My thighs burnas I huff up the steep incline. Rob offers a hand and I’m not too proud to accept it. He doesn’t seem to be tired at all even though we’ve been walking for hours, and the sun is dipping below the horizon. We’ve made small talk throughout the day but most of our energy has been spent on moving fast.

“Do you think we’ll make it?” I ask, wiping sweat from my face with the sleeve of my blouse.

“We must.”

He doesn’t ask what I mean by it. He knows. It’s not only Duncan that’s held in Lord Nicholas’s cages. When Rob escaped there were over a dozen men. Rob hasn’t said much about what’s being done to them, but he doesn’t have to. I saw his wounds and my imagination is more than up to the task of filling in the blanks.

“How much farther?”

“Can’t be far,” he says. “There’s another hunter’s camp on the far side of this ridge. I’d lay odds that Clan Head Alaqhon set up survivors there.”

“That’s good,” I say. “Think we can make it before the sun goes down?”

“Ach, are you scared of the dark?” he asks with a teasing grin.

“You never know what is in the dark.”

“Aye, could well be a MacGregor waiting for you.”

He isn’t looking in my direction when he speaks, and I can’t read him. He’s made more than one comment like it through the day. I don’t understand why but it I suspect that he doesn’t trust me. Why, though?

“You and Duncan were close. Are you the same age?” I ask. I hope if I can get to know him better, maybe it will break down the wall between us. I hope.

“No, Duncan is two years older than I,” Rob says, pulling me over another small ledge.
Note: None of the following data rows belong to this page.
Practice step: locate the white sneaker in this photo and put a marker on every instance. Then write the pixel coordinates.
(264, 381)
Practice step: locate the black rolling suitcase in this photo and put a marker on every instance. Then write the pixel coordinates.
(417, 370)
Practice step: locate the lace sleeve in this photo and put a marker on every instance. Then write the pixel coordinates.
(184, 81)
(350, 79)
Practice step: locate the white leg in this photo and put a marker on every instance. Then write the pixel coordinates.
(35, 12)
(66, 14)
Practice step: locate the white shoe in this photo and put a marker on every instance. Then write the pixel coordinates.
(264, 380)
The incline continues to get steeper, but there are shelflike breaks as we work our way towards the top. Grass grows in patches between broad swathes of bare rock. Scraggly trees that are barely more than a couple of limbs on a trunk find purchase in cracks, clinging to life.
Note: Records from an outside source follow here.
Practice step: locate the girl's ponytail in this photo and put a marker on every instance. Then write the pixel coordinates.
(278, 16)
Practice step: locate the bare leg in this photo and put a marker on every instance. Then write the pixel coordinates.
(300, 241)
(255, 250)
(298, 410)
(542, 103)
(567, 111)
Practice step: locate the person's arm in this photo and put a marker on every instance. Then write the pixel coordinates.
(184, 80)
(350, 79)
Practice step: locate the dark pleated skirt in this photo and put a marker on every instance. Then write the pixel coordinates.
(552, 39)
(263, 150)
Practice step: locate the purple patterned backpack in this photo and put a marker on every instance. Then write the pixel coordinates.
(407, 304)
I’m about to say more but Rob puts his hand over my mouth and forces it shut. One quick look, enough for him to shake his head and silence my protest, then he turns back towards the top of the ridge.

He motions down as he takes a knee. Moving slowly, he pulls the musket off his back and works to prime it. He doesn’t look at the gun, letting muscle memory do the work. His eyes remain focused ahead, staring at the ridge above us. I look where he’s staring but all I see is two goats grazing close to the top.

The moment I see them I also feel them. It’s a strange sensation or more an awareness. I feel their breath and hear the beating of their hearts, slow and steady. The rhythm of life laid down by their heart and lungs. They haven’t picked up our scent and continue to graze as Rob raises the gun, taking aim.